The objective of this study is to quantify the effect of early non-pharmaceutical interventions (NPIs) on the transmission of COVID-19 in the Navajo Nation (NN) and surrounding states: Arizona (AZ), Colorado (CO), New Mexico (NM), and Utah (UT). Insights into why the Navajo Nation experienced only a single period of growth in new COVID-19 cases during the period of interest while neighboring regions experienced two distinct phases of increasing case counts could point to strategies for controlling transmission of diseases similar to COVID-19 in the future. A possible explanation for the difference between the Navajo Nation (with one phase of growth in disease incidence) and the surrounding states (each with at least two phases of growth in disease incidence) is that NPIs were more effective and/or more sustained in the Navajo Nation. To evaluate this hypothesis, for each of the five regions of interest, we sought to use region-specific daily case reporting data to infer parameters of a compartmental model for COVID-19 transmission that accounts for subpopulations of susceptible individuals protected or not from SARS-CoV-2 infection by NPIs.
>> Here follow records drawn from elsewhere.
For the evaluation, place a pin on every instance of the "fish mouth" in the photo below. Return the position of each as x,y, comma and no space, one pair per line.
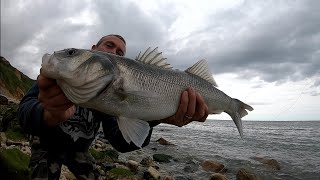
48,66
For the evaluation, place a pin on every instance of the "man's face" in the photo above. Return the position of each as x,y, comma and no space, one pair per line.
111,44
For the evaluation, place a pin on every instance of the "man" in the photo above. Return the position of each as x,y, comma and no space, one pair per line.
66,131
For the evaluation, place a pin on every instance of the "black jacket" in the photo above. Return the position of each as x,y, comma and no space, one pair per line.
75,134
The model structure allows for multiple phases, or periods, of NPIs. Each phase is associated with three parameters: an onset time, a sum of rate constants that defines a timescale for transition to a setpoint level of adoption of disease-avoiding behaviors, and the setpoint (the fraction of the regional population adopting disease-avoiding behaviors). We have previously shown that this model is able to reproduce the dynamics of regional COVID-19 epidemics in the 15 most populous metropolitan areas [7], including 2020 in 280 of 384 MSAs in the US [8], and in all 50 states [9].
Various studies [10–14] have evaluated the effects of NPIs in different regions of the world. The general conclusion is that NPIs limit COVID-19 transmission. Here we compared NPIs that were independently mandated in five regions of interest. Among these regions, the NN had a temporal profile of disease incidence that was qualitatively distinct. Here we investigate the possibility that this difference arose from NPI-related differences.
Methods
Study design, populations and setting
In a cross-sectional study, we used regional daily COVID-19 case data collected from January 21, 2020, to September 14, 2020, a compartmental model (Fig 1), and Bayesian inference to quantify time-varying NPI effectiveness for five different populations, those of the Navajo Nation and the four surrounding states (Arizona, Colorado, New Mexico, and Utah). In our model, NPI effectiveness relates to the fraction of a population partially protected against infection and less prone to transmit disease because of adherence to NPIs. This fraction is given by a step function Pτ(t) in the model.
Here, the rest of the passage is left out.